Trump ameaça voltar a atacar Irã se acordo não for respeitado

Donald Trump, presidente dos Estados UnidosReprodução/Casa Branca

O presidente dos Estados Unidos, Donald Trump, afirmou nesta quarta-feira (17) que seu governo poderá voltar a realizar ataques contra o Irã caso o país não cumpra os termos do acordo que deve ser assinado na próxima sexta-feira (19), na Suíça. A declaração foi feita durante uma coletiva de imprensa realizada no âmbito da cúpula do Grupo dos Sete, grupo que reúne algumas das principais economias do mundo, em Evian, na França.

Segundo Trump, o entendimento representa uma oportunidade para encerrar o conflito que se arrasta há meses no Oriente Médio, mas os Estados Unidos manterão a pressão caso o governo iraniano deixe de cumprir os compromissos assumidos.

“Se eles não se comportarem, voltaremos imediatamente a agir”, afirmou o presidente norte-americano ao comentar as negociações em andamento.

Trump também voltou a criticar a postura adotada pelo governo iraniano ao longo das últimas décadas e disse acreditar que o acordo poderá inaugurar uma nova fase de estabilidade na região, desde que os termos sejam respeitados por ambas as partes.

A declaração ocorre às vésperas da assinatura de um acordo preliminar entre Washington e Teerã, apontado por líderes internacionais como um passo importante para o fim das hostilidades e para a retomada das negociações diplomáticas.

Guerra contra o Irã e bloqueio no Estreito de Ormuz

A guerra entre Estados Unidos, Israel e Irã teve início no fim de fevereiro deste ano, após uma escalada das tensões na região. Nas primeiras semanas do conflito, uma série de ataques aéreos atingiu instalações militares e centros de comando iranianos.

Entre as mortes anunciadas durante a ofensiva está a do líder supremo do país, Ali Khamenei, além de outros integrantes da cúpula política e militar iraniana, fato que marcou uma mudança significativa no equilíbrio de forças no Oriente Médio.

Pouco depois do agravamento dos confrontos, o governo iraniano anunciou o fechamento do Estreito de Ormuz, corredor estratégico por onde passa cerca de 20% do petróleo consumido no mundo e uma parcela importante do gás natural liquefeito comercializado internacionalmente.

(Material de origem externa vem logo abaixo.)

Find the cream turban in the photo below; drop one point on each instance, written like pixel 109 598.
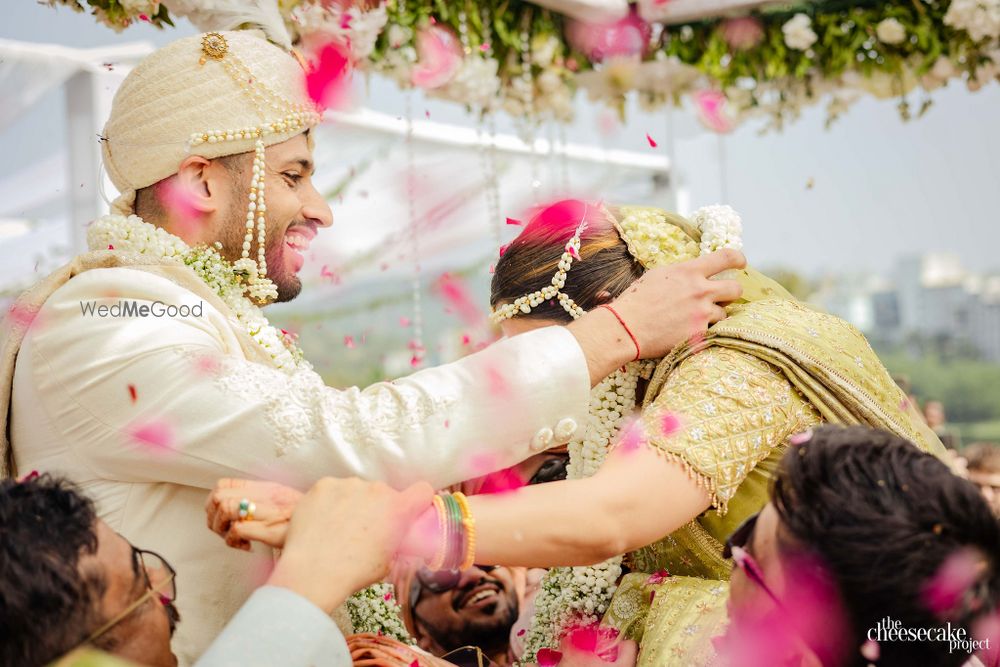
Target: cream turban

A medida foi apresentada por Teerã como uma resposta aos ataques sofridos.

Durante o período de bloqueio, que durou várias semanas, autoridades iranianas advertiram que embarcações ligadas aos Estados Unidos e a países aliados poderiam ser atacadas caso tentassem atravessar a região. A ameaça levou empresas de navegação a suspenderem rotas, enquanto diversos petroleiros permaneceram ancorados aguardando melhores condições de segurança.

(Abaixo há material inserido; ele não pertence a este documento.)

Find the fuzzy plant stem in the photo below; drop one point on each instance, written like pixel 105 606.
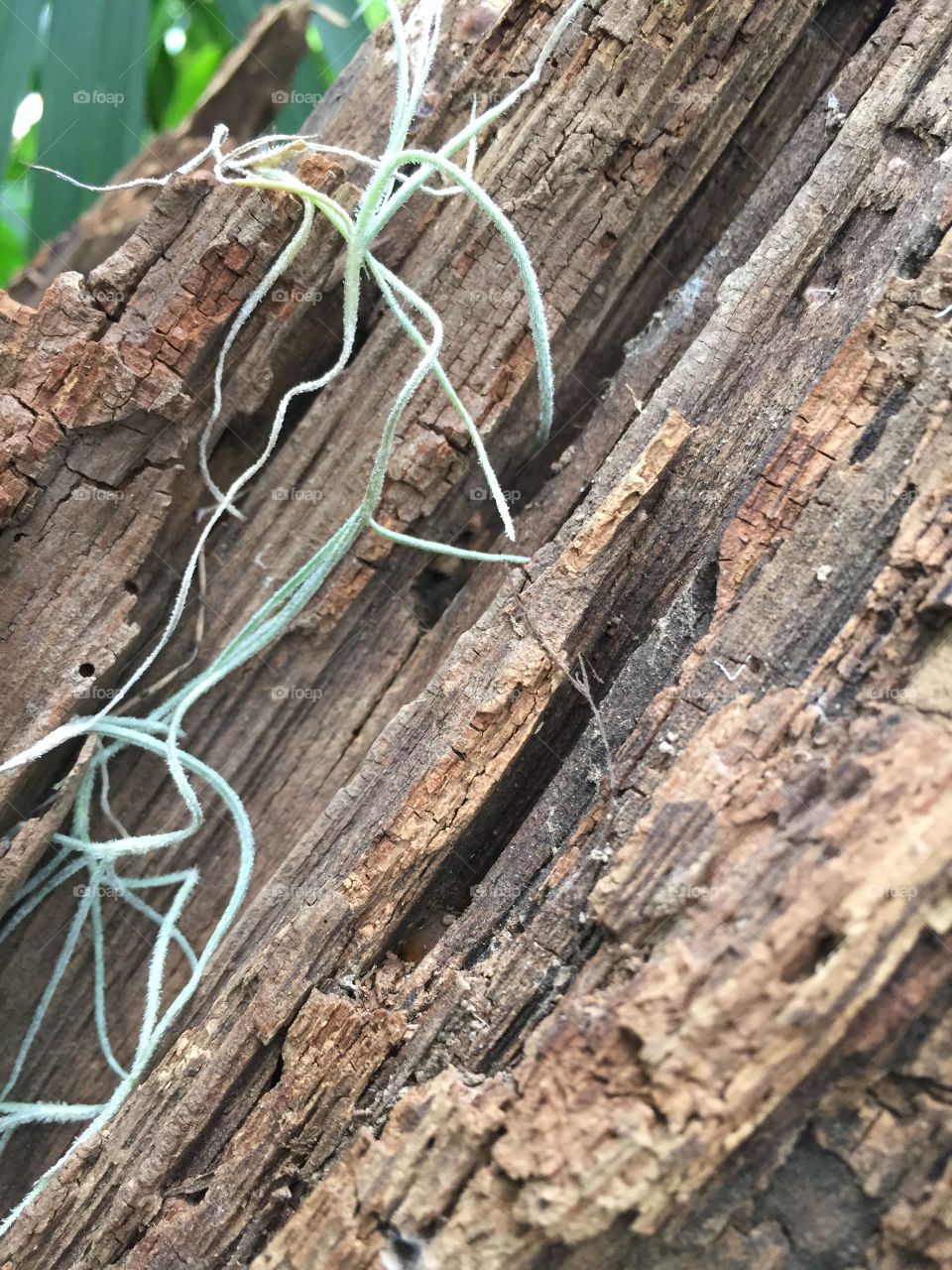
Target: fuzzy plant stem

O fechamento da passagem provocou forte repercussão internacional, elevando os preços do petróleo e aumentando o temor de uma crise no abastecimento global de energia. Apenas após o avanço das negociações diplomáticas entre Washington e Teerã o tráfego marítimo começou a ser restabelecido gradualmente, com a retomada da circulação de navios na segunda-feira (15).

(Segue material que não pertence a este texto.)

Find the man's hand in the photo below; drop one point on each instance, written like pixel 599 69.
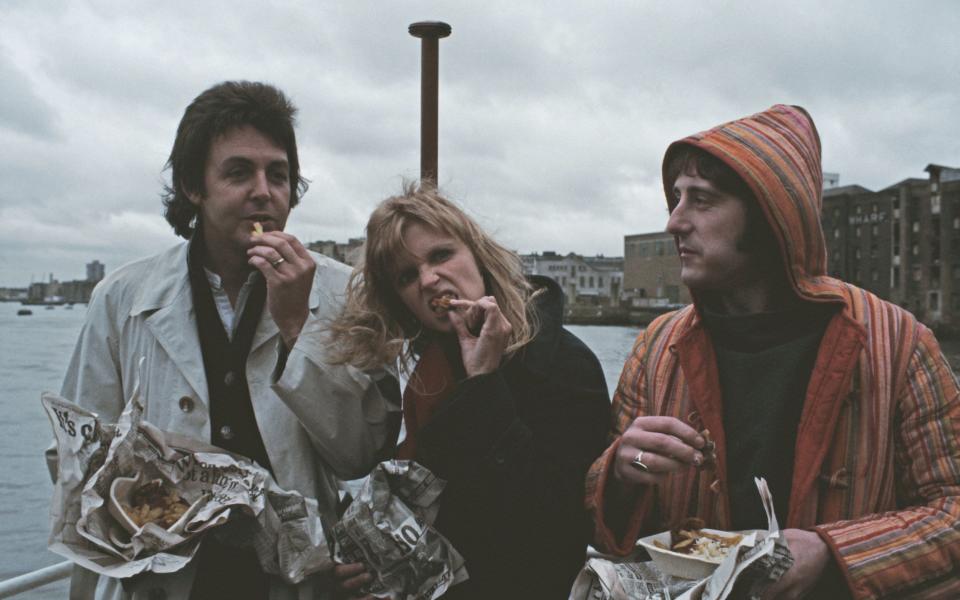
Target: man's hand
pixel 481 351
pixel 667 445
pixel 288 269
pixel 810 559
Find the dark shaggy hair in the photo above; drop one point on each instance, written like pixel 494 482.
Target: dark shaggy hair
pixel 690 160
pixel 211 114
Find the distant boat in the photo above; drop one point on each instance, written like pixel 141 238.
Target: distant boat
pixel 48 301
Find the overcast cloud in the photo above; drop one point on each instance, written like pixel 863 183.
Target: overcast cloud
pixel 553 115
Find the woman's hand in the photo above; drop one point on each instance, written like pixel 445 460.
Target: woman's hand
pixel 482 331
pixel 349 579
pixel 653 447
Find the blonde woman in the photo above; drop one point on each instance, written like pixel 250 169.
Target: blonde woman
pixel 501 401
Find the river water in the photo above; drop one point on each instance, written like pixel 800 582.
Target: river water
pixel 34 351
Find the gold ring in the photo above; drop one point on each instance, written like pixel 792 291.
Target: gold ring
pixel 638 462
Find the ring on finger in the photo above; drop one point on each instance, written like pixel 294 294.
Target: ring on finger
pixel 638 462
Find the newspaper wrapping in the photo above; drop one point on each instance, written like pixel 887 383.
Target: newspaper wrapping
pixel 97 461
pixel 388 528
pixel 756 563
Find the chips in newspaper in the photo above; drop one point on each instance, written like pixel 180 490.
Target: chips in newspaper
pixel 388 528
pixel 130 498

Essa reabertura do Estreito de Ormuz é considerada um dos principais resultados do entendimento alcançado entre os dois países e antecede a assinatura do acordo preliminar de paz.

Acordo de paz será assinado na sexta-feira

O acordo que será assinado na sexta-feira, na Suíça, é tratado pelas autoridades como um primeiro passo para encerrar oficialmente a guerra. O documento funcionará como um memorando de entendimento e estabelecerá princípios que deverão nortear as negociações de um pacto definitivo entre os dois países.

Após a assinatura, representantes dos Estados Unidos e do Irã deverão iniciar uma nova rodada de conversas, com duração estimada de 60 dias. Entre os temas que serão discutidos estão o programa nuclear iraniano, mecanismos de monitoramento internacional e garantias de segurança para ambas as partes.

A expectativa da comunidade internacional é que o entendimento reduza as tensões no Oriente Médio e consolide o cessar-fogo alcançado nos últimos meses, evitando uma nova escalada militar em uma das regiões mais estratégicas do mundo.